As you can see in the video, the more weight you load towards the front of the trailer, the less trailer sway occurs. Make sure to load the trailer evenly, and also ensure you’ll be within the vehicle’s tongue weight capacity, and you should do just fine.
Now, let’s take a look at some of the best vehicles for towing a motorcycle or powersports trailer.
Trucks are going to be most driver’s go-to vehicle type when towing. These machines are designed with towing in mind, and that means that you’ll have trucks of all sizes that can easily tow over 5,000 pounds, sometimes they can tow far, far more.
There are generally four different sizes of trucks: compact, midsize, full-size, and heavy-duty. All of them will be able to handle a small trailer with some motorcycles or ATVs on them. However, a word of caution. Don’t just assume every truck for sale can tow the weight you need to tow.
It’s still important to do the math and cross-check that against your particular vehicles’ towing capacity and tongue weight. If you’re shopping for a new truck, then you should talk with the salesperson about your specific needs. Tell them what you want to tow, and they should be able to help you out.
SUVs and CUVs
SUVs and CUVs, or crossovers as they’re commonly known, are extremely popular vehicles right now, and for good reason. These vehicles are the true do-it-all machines. They have generous cargo areas, plenty of seating, all-wheel drive in many cases, and they sit up a little higher providing a good view of the road and some off-road capability.
SUVs and CUVs are also good towing machines in many respects. Not every single one on the road is going to be right, but for mild towing duties, you’ll find that even many crossovers do just fine.
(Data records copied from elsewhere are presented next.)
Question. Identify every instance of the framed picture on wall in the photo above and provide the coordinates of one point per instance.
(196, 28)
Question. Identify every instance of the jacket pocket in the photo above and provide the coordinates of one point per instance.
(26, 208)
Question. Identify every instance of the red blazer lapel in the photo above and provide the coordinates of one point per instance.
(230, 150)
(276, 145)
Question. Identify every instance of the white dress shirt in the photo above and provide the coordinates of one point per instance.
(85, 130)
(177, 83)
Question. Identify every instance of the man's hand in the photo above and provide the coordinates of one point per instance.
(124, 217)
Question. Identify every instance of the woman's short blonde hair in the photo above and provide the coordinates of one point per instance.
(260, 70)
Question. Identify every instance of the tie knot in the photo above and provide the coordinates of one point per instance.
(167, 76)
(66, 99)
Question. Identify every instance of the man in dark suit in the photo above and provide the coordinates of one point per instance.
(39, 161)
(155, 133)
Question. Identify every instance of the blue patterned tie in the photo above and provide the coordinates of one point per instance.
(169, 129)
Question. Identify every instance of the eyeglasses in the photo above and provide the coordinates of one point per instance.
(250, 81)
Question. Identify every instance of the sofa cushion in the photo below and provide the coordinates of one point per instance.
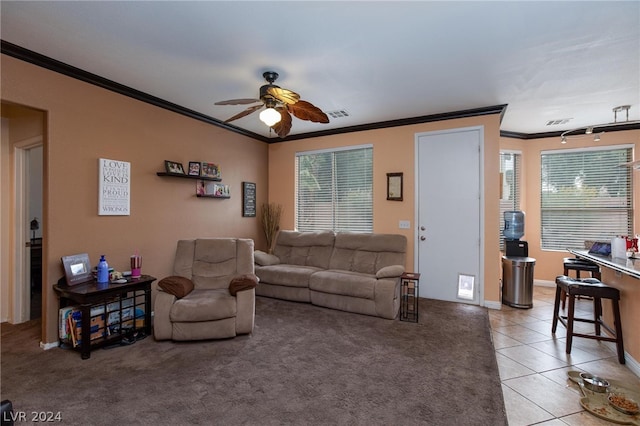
(344, 283)
(242, 282)
(305, 248)
(390, 271)
(367, 253)
(203, 305)
(178, 286)
(265, 259)
(286, 275)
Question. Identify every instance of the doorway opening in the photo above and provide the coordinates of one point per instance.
(21, 213)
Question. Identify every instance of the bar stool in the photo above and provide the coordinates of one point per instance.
(579, 265)
(597, 290)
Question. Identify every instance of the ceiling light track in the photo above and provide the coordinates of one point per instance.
(592, 131)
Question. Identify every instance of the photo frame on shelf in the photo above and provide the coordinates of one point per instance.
(77, 269)
(194, 168)
(248, 199)
(394, 186)
(210, 170)
(173, 167)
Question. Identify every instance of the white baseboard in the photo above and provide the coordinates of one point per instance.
(47, 346)
(544, 283)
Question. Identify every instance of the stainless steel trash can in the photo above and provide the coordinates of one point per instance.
(517, 281)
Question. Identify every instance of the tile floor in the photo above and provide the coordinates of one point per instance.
(533, 364)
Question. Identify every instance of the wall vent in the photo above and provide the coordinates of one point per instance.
(557, 122)
(338, 113)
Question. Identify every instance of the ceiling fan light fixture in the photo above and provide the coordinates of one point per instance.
(270, 116)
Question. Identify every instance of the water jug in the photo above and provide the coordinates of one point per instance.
(513, 224)
(103, 271)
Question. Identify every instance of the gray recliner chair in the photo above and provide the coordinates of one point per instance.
(212, 292)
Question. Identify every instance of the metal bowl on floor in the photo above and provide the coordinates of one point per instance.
(594, 383)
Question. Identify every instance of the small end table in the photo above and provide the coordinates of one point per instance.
(409, 285)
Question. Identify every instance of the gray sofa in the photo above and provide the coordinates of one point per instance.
(347, 271)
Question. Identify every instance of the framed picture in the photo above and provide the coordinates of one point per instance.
(77, 269)
(194, 168)
(248, 199)
(210, 170)
(173, 167)
(394, 186)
“Many late-model vehicles including numerous small CUV’s and SUV’s, are capable of towing a small trailer easily.” The team at EchoPark Automotive told me. “They’re also great everyday vehicles for when you’re not towing a trailer.” The spokesperson for EchoPark went on to say that many people looking for a good tow vehicle use an SUV without ever experiencing any issues.
While some are better than others, pretty much all of them will be able to tow at least 1,500 pounds. However, I’d look for a CUV or SUV that’s capable of towing at least 5,000 pounds. The Toyota 4Runner (shown above), for example, can tow that much and is a great option.
Generally, the bigger the SUV, the higher its towing capacity will be. It’s also worth noting that the body-on-frame SUVs that are based on truck chassis will have the highest towing capacity while the smaller car-based CUVs will have lower towing capacities.
Last but certainly not least are vans and minivans. Full-size vans will have the highest towing capacity and generally be the best towing option. However, you might be surprised to learn that even most minivans can tow 3,500 pounds or so.
Full-size vans will be able to tow far more. The Ford Transit Cargo (shown above) is able to tow between 5,000 and 5,800 pounds depending on how it’s equipped. In most cases, that’s more than motorcycle-and-powersports enthusiasts actually need.
Also, the nice thing about vans is you can take a lot of gear and passengers with you as well very easily. While pickup trucks will beat out vans in terms of outright towing capacity. Vans are sometimes the more versatile vehicle overall.